We perform a paired t-test between our model and the HM baseline to assess statistical significance. The results are given below.

Dataset	t-statistic	p-value
TSPD-20	0.927	0.356
TSPD-50	3.27	0.001
TSPD-100	3.11	0.002

The t-test shows that our improvement is statistically significant for larger problems (p<0.05 for TSPD-50 and TSPD-100), indicating that our model’s advantage grows with problem complexity, further validating the effectiveness of drone technology integration.

4.3 TTA Ablation Study

We evaluate the impact of TTA under different drone-to-truck speed ratios (1.5, 2, 2.5, 3). The tables below compare objectives with and without TTA.

Speed Ratio	Without TTA (20)	With TTA (20)	Without TTA (50)	With TTA (50)	Without TTA (100)	With TTA (100)
1.5	319.20	318.60	465.23	464.98	635.86	633.21
2	286.16	285.54	411.50	408.54	566.51	564.52
2.5	278.45	277.88	397.44	394.21	541.56	538.51
3	277.15	276.96	389.55	386.18	530.30	527.53

TTA consistently improves solution quality across all speed ratios and problem sizes, demonstrating its robustness. This confirms that TTA is a lightweight yet powerful technique to enhance drone technology performance in combinatorial optimization.

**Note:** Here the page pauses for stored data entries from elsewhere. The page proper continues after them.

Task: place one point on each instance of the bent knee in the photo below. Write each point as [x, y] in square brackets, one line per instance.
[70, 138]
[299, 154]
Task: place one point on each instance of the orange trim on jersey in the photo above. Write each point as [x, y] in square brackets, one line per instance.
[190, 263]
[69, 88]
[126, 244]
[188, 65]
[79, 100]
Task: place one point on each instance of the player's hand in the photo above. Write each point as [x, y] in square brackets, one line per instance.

We also compare the best-selection strategy (choosing the minimal objective among 5 TTA samples) versus the mean strategy (averaging the 5 objectives). The results are shown below.

Strategy	TSPD-20	TSPD-50	TSPD-100
Mean	353.55	541.10	770.65
Best	285.54	408.54	564.52

The best-selection strategy clearly dominates, as the mean strategy is diluted by poor candidates. This justifies our choice of selecting the minimal cost among augmentations.

4.4 Encoder-Decoder Ablation

We ablate the multi-head attention (replaced with single-head) and the LSTM decoder (replaced with Transformer decoder) while keeping the training method (A2C) fixed. Results on 20-node instances (no TTA) are below.

Model Variant	Objective	Gap (%)
Transformer Decoder	345.21	0.15
Single-Head Attention	348.84	1.21
Ours (Multi-Head + LSTM)	344.68	0.00

Our full model achieves the best objective, highlighting the importance of multi-head attention for spatial feature extraction and LSTM for temporal dependency modeling in drone technology applications.

4.5 Training Algorithm Ablation

We compare A2C against standard Actor-Critic (AC) while keeping the encoder-decoder architecture unchanged. The training curves show that A2C converges faster and achieves a lower final objective, as depicted below.

Training convergence curves comparison between A2C and AC.

The A2C method achieves more stable and faster convergence due to the advantage function, which reduces gradient variance. This aligns with theoretical expectations and confirms the suitability of A2C for training DRL models in drone technology contexts.

5. Conclusion

We have presented a deep reinforcement learning framework enhanced by Test-Time Augmentation for solving the Traveling Salesman Problem with Drone. Our model leverages multi-head attention and LSTM to capture complex spatiotemporal dynamics, and employs A2C for stable training. The integration of TTA significantly improves solution quality without extra training cost. Extensive experiments demonstrate that our approach outperforms state-of-the-art algorithms in both efficiency and solution quality, especially for larger instances. These results underscore the immense potential of drone technology in revolutionizing last-mile logistics. Future work will incorporate more realistic constraints such as battery limits and dynamic obstacles, and extend the framework to multi-drone and multi-truck coordination scenarios, further advancing the application of drone technology in the low-altitude economy.